Всю свою жизнь я пробыл не столько ребёнком своей матери, сколько её заложником. Объектом её общественных и политических экспериментов. Её личной лабораторной крысой. А теперь она моя, – и ей не сбежать посредством смерти или выздоровления. Просто мне нужен хоть один человек, которого можно спасать. Мне нужен один человек, который во мне нуждается. Который жить без меня не может. Я хочу быть героем, но не однократно. Пускай даже это значит держать её в беспомощности – я хочу быть чьим-то постоянным спасителем.
– Понимаю-понимаю-понимаю, это звучит ужасно, – Но, даже не знаю… Я считаю вот что.
Теперь мне придётся рассказать Пэйж Маршалл, что считаю на самом деле.
Я хочу сказать – просто надоело всё время быть неправым только потому, что я парень.
Я хочу сказать – сколько можно выслушивать от всех, что ты жестокий, предвзятый враг, пока не сдашься и не станешь таковым. Я хочу сказать, козлом-женоненавистником не рождаются, им становятся, – и всё больше из них становятся такими благодаря женщинам.
Спустя какое-то время берёшь и складываешь лапки, и принимаешь факт, что ты женофоб; нетерпимый, бесчувственный, кретинский кретин. Женщины правы. Ты неправ. Привыкаешь к мысли. Сживаешься с тем, что от тебя ожидают.
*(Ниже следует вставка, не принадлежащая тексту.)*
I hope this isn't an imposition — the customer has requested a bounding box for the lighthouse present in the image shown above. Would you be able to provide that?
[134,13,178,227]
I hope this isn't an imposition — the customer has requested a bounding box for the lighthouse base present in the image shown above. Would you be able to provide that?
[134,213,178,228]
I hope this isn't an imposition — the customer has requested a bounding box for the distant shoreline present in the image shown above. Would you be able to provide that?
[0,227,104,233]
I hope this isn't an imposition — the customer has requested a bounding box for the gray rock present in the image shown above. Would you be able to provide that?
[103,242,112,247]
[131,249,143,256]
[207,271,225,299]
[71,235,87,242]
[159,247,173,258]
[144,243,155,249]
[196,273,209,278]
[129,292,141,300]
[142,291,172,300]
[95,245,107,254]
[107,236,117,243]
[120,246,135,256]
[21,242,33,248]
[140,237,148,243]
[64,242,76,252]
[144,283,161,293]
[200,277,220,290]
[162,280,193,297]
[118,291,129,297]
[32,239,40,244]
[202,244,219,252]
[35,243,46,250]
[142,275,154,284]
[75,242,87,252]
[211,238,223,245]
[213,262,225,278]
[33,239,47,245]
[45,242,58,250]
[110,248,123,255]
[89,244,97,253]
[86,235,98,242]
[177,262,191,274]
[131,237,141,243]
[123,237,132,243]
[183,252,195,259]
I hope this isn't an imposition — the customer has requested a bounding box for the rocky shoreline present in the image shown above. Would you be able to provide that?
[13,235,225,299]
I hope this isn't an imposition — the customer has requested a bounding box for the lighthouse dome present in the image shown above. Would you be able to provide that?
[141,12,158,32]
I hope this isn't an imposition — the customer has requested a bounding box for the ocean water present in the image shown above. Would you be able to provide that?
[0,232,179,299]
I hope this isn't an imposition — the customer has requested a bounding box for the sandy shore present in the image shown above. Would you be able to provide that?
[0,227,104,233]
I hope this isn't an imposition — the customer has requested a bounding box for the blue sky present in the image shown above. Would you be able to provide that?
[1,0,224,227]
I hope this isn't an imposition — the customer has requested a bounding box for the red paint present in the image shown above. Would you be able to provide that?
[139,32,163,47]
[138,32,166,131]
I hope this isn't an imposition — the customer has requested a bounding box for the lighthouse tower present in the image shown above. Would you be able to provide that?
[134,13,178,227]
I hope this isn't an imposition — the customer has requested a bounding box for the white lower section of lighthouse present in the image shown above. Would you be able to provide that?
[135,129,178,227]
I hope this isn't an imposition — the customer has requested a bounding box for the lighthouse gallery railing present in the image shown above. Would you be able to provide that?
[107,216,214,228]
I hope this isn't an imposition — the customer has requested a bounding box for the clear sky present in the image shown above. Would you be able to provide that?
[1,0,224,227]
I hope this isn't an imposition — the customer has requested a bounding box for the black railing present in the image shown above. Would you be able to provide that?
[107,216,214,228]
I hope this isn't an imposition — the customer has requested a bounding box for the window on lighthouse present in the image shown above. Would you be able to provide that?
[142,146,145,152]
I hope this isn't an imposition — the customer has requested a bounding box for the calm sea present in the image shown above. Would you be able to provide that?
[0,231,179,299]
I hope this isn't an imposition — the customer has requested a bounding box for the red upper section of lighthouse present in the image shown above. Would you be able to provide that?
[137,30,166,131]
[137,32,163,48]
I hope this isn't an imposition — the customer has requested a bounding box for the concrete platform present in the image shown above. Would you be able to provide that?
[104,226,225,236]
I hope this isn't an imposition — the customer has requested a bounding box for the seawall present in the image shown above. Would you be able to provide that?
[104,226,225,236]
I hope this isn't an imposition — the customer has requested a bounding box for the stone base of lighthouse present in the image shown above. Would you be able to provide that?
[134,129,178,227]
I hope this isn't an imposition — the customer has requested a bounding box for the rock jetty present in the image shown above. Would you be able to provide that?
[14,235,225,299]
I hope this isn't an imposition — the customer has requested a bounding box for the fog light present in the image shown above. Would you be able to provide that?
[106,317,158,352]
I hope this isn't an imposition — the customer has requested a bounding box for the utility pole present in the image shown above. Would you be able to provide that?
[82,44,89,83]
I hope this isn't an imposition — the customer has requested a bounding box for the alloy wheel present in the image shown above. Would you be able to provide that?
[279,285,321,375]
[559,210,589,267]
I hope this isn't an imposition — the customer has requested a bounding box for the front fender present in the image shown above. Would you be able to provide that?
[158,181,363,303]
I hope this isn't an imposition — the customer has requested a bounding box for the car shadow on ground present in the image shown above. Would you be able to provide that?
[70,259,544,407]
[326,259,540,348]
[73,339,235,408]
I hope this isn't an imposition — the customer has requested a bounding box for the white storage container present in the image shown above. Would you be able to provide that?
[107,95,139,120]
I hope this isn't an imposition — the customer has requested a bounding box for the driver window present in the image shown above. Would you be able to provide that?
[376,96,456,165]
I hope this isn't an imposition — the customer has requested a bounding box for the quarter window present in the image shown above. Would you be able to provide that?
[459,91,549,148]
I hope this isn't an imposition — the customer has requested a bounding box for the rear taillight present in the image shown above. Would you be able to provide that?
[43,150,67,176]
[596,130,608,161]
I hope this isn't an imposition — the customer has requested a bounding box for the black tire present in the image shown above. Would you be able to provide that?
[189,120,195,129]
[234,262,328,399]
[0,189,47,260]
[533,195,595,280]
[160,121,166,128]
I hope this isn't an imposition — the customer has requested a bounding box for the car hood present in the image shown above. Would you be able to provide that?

Даже если ботинок мал, подожмёшься под размер.
Я хочу сказать, – в мире, где нет Бога, разве матери – не новый бог? Последняя сокровенная недостижимая инстанция. Разве материнство не осталось последним настоящим волшебным чудом? Но чудом, невозможным для мужчин.
И пускай мужчины заявляют, что сами рады не рожать, – всякая там боль и кровь, – но на самом деле, всё это тот же самый кислый виноград. Сто пудов, мужчины неспособны сделать ничего даже близко потрясающего. Выигрыш в физической силе, абстрактное мышление, фаллосы – все мужские преимущества кажутся уж больно условными.